Dove sta la differenza tra Trump e Salvini
Tra uno sbrasone globale e un piccolo bullo c'è la stessa distanza che esiste tra il fare e il chiacchierare
Trump è un impostore, un uomo infido, un petulante narcisista, uno
che ha come progetto permanente la divisione dell’America su linee di
guerra civile, la divisione dell’occidente e della Nato a favore di
Putin perché costa meno e rende qualcosa (“e vissero infelici perché
costava meno” è una classica battuta sul micragnoso modo di vivere di
certuni tra i piccolissimi borghesi, anche billionaire), cerca la
rottura del libero commercio internazionale per agitare il segnacolo
dell’America First a quegli ossessionati dei suoi sostenitori in un
paese da sempre ineguale, opulento e senza disoccupazione; è un
gigantesco Toninelli, dice che la Germania dipende dal gas russo per il
60 per cento, invece è il 9 per cento, forse potrebbe scambiare un
rimorchiatore per un incrociatore, e tratta i messicani come Salvini
vorrebbe trattare i neri, non un giusto processo agli ammutinati della
Guardia Costiera, gente in fuga che ha minacciato sfracelli perché non
voleva essere riconsegnata ai libici (chi non avrebbe fatto lo stesso?),
ma divieto di sbarco e “manette” garantite dal ministro dell’Interno in
cerca di uno scalpo da offrire a una base frustrata e rancorosa.
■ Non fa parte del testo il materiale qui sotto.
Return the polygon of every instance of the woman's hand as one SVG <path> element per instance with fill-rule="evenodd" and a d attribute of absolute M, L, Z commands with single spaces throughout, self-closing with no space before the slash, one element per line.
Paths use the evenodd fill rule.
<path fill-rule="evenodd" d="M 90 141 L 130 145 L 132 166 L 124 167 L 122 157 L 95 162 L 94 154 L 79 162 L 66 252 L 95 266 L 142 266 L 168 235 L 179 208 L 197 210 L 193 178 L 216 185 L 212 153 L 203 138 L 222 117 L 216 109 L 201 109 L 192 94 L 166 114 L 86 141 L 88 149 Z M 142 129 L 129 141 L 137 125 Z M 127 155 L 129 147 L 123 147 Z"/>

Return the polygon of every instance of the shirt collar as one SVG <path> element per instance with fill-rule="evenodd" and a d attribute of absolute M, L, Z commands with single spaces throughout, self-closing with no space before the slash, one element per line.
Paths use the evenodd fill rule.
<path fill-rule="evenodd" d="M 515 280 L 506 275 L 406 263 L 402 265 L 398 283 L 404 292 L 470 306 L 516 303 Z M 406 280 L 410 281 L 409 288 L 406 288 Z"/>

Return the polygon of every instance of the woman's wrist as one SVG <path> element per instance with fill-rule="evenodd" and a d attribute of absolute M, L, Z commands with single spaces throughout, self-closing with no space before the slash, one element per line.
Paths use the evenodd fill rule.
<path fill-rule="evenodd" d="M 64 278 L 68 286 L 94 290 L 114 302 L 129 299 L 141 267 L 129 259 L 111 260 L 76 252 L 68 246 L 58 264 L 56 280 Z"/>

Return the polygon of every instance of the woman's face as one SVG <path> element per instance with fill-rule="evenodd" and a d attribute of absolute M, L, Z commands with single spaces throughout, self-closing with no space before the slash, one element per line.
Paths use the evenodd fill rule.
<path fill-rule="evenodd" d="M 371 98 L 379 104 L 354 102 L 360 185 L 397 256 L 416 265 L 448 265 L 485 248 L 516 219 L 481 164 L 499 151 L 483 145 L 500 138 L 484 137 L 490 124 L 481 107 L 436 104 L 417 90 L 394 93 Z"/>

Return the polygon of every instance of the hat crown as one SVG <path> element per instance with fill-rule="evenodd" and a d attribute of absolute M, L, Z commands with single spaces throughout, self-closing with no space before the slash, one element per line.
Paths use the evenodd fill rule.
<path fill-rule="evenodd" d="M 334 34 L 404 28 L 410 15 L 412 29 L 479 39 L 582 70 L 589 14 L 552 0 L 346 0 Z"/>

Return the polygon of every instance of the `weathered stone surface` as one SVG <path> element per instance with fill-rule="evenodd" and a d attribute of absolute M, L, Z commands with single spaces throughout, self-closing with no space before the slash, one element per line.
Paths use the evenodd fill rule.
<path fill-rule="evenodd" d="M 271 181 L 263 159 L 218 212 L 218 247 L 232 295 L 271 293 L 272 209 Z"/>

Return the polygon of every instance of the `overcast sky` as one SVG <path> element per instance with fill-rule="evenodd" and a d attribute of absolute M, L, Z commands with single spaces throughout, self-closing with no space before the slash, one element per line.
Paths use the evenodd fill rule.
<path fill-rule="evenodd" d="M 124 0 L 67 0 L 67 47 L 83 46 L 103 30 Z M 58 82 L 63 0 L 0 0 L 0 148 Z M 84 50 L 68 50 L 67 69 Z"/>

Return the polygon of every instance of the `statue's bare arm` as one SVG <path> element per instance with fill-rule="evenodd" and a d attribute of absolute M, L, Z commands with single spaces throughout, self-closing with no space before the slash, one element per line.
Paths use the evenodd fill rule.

Detto questo, Trump è uno che può ridurre le tasse, deregolamentare
il sistema, rimettere in discussione il pre-nucleare iraniano, nominare
gente preparata di orientamento conservatore alla Corte Suprema. Tutte
cose interdette ai Salvini trumpeggianti, che ci prendono in giro con la
loro battaglia navale in modo grottesco, prevedibile, da parecchie
settimane, fino al divieto d’attracco alle imbarcazioni della Guardia
Costiera, una scemenza ovviamente contraddetta perfino da un ministro
dei Trasporti ignorante come un rimorchiatore, quando è troppo è troppo.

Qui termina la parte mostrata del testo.